Since Doctor Faustus is a man who likes to tamper with the established order of things, and push issues to a deeper level, he would naturally want to indulge in every single one of the seven deadly sins. Since he has made a pact with Mephistophilis he really believes that he is otherwordly and beyond consequences, even in committing the deadly sins. This is shown in Scene VII.

During this scene, Mephistophilis indulges Doctor Faustus to a visit to Rome, for an audience with the Pope. Remember how Faustus really believes that he deserves and is allowed to do everything he wants. This time, he asks the devil to make him invisible during the audience, so that he (Faustus) and the devil would have a good laugh courtesy of the friars and the Pope. 

[..]Then charm me, Mephistophilis, that I May be invisible, to do what I please Unseen of any whilst I stay in Rome.

[Mephistophilis charms him.]

So, Faustus, now. Do what thou wilt, thou shalt not be  discerned.

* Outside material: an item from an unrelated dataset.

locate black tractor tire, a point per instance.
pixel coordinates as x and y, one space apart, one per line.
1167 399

During this scene, Faustus commits gluttony by snatching the food and drink from the Pope for no reason at all- just for the sake of committing the sin. The scene is quite funny, however, because the solemn processes of offering things to the Pope are made to look silly and mundane due to the frivilous actions of Doctor Faustus. After all, not only could Faustus snatch and take things away physically from the Pope and the friars, but they could also hear him say mean and funny things to them as well. 

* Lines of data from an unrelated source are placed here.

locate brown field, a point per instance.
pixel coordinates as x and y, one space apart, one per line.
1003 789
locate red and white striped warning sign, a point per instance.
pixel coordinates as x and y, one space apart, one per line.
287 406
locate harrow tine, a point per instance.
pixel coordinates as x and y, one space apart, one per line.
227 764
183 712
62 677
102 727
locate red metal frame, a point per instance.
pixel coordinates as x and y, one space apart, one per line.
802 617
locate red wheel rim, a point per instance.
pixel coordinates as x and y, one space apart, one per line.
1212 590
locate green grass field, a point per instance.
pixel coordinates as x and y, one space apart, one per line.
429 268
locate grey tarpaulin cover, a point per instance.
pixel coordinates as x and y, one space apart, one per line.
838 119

POPE.My Lord of Lorrain, wilt please you draw near?FAUSTUS.Fall to, and the Devil choke you an you spare!POPE.How now! Who's that which spake?—Friars, look
about.(65)FIRST FRIAR.Here's nobody, if it like your Holiness.POPE.My lord, here is a dainty dish was sent me from the
Bishop of Milan.FAUSTUS.I thank you, sir.

[Snatches the dish.]

Hence, Faustus takes the Pope's food and drink just to be spiteful and basically to merely please himself and the devil, and for the sake of taking it even without needing it. Remember also how Faustus's search for power always ends up nowhere, and that his actions are always worthless. 

In the end of the scene, he gets cursed as a "ghost" that suddenly has come to bother the Pope. This cursing is funny and would have gotten Marlowe in a lot of trouble. Not only does Faustus and Mephistophilis beat the friars, but they do this after a lot of religious jargon is used in the dialogue

Cursed be he that stole away his holiness' meat from the table! Maledicat Dominus 

Cursed be he that struck his holiness a blow on the face! Maledicat Dominus!...

Cursed be he that took away his holiness' wine! Maledicat Dominus! Et omnes sancti! Amen!

Therefore, the gluttony occurs with the taking of other people's things just to indulge in them for no purpose at all. It is normal for Faustus, since his character has no real purpose but to waste time in follies. However, the scene makes for a very quick and fun read.